As parts of the UK continue to experience wintry weather, with snow lying on the ground in some parts, here in Jersey the ongoing cold snap brings with it a higher than normal chance of snow.

However, current forecasts suggest any wintry showers are likely to be isolated flurries here and there alongside rain.

Jersey Met Office duty forecaster Rob Plummer said: ‘We are likely to get moments of snow mixed in with rain showers, it will be a bit of luck of the draw about where you are on the Island if you see any snow.’

He said current forecasts put the Island in a ‘very marginal’ position where if the temperature were to drop by a couple of degrees then there could be a ‘dusting’ of snow.

But he said current forecasts were for temperatures of between 3°C and 6°C, meaning it would mainly just be a wet first half of the week.

‘As the week goes ahead, although it is not really getting any warmer, it is likely to get drier. The showers are thick and fast at the moment but on Thursday and Friday are expected to be more isolated and there may be a bit of sun later in the week.’

He added: ‘While we have this colder air it would only take a little twist and turn of the forecast story to change and snow would not be wildly out of reach. However, there is no strong signal for it at the moment.’

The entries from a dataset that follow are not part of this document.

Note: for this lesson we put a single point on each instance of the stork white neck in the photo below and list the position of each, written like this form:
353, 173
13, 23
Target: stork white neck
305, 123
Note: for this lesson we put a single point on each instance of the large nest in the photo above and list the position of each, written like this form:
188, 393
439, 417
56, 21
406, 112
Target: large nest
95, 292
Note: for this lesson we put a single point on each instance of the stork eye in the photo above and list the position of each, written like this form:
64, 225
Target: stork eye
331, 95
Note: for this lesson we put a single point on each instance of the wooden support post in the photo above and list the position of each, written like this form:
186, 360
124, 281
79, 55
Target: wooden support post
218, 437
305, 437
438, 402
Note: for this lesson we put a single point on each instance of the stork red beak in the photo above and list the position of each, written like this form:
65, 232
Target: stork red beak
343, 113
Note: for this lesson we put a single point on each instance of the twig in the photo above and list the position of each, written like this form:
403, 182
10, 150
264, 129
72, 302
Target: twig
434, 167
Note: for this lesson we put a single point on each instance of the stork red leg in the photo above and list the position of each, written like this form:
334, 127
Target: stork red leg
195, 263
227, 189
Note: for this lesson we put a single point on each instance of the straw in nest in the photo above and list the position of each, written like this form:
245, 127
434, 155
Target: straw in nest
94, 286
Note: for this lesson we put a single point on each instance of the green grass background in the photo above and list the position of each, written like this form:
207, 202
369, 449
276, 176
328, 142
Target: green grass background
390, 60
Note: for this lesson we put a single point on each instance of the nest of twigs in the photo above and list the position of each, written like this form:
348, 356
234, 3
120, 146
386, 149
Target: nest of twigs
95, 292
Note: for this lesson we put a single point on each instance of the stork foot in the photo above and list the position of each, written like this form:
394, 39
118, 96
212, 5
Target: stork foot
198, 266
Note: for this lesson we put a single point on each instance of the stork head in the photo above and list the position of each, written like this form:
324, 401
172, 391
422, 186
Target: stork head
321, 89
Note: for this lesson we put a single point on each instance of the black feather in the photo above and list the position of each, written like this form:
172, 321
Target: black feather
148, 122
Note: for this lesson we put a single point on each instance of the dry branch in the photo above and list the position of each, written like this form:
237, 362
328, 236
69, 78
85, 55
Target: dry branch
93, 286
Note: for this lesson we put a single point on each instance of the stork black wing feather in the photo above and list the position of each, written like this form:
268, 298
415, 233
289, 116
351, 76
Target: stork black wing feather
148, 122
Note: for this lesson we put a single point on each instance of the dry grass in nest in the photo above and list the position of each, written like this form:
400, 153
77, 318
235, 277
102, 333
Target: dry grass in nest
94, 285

Meteorologists in the UK are said to be tracking two weather events that may affect the conditions the UK faces over the coming weeks – a La Nina, which would probably bring wet and stormy weather, and sudden stratospheric warming, associated with very cold weather.

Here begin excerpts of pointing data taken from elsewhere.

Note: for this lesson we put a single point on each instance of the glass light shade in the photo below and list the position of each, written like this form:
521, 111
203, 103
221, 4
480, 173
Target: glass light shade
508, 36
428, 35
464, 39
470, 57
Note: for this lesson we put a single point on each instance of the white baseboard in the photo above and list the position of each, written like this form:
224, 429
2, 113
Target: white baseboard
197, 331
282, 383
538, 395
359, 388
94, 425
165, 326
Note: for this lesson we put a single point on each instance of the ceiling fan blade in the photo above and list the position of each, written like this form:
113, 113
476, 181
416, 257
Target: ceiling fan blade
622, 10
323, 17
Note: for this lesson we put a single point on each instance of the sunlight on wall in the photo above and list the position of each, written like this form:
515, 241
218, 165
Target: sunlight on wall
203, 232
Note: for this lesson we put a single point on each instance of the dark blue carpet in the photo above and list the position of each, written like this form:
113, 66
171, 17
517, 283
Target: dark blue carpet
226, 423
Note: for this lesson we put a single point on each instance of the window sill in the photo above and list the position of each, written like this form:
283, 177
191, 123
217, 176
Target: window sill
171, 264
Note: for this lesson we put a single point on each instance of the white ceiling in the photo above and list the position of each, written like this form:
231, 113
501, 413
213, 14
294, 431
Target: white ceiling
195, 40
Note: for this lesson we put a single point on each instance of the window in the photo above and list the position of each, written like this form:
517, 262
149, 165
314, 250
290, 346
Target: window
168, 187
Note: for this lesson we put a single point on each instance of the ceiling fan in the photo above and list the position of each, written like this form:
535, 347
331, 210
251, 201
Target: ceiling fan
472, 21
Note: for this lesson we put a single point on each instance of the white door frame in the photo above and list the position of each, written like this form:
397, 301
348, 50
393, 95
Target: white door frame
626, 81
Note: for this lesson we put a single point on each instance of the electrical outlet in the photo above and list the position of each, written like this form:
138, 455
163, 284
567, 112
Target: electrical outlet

Sudden stratospheric warming in 2018 brought the heavy snow termed the Beast from the East. However, the UK Met Office has said this time it is more likely to bring more cold weather without heavy snow, although it is difficult to predict.

‘The feeling at the moment is that we may see some colder weather towards the end of January into February, but probably the sort of weather that we’re seeing at the moment, as opposed to what is popularly perceived as a Beast from the East,’ said UK Met Office spokeswoman Nicola Maxey.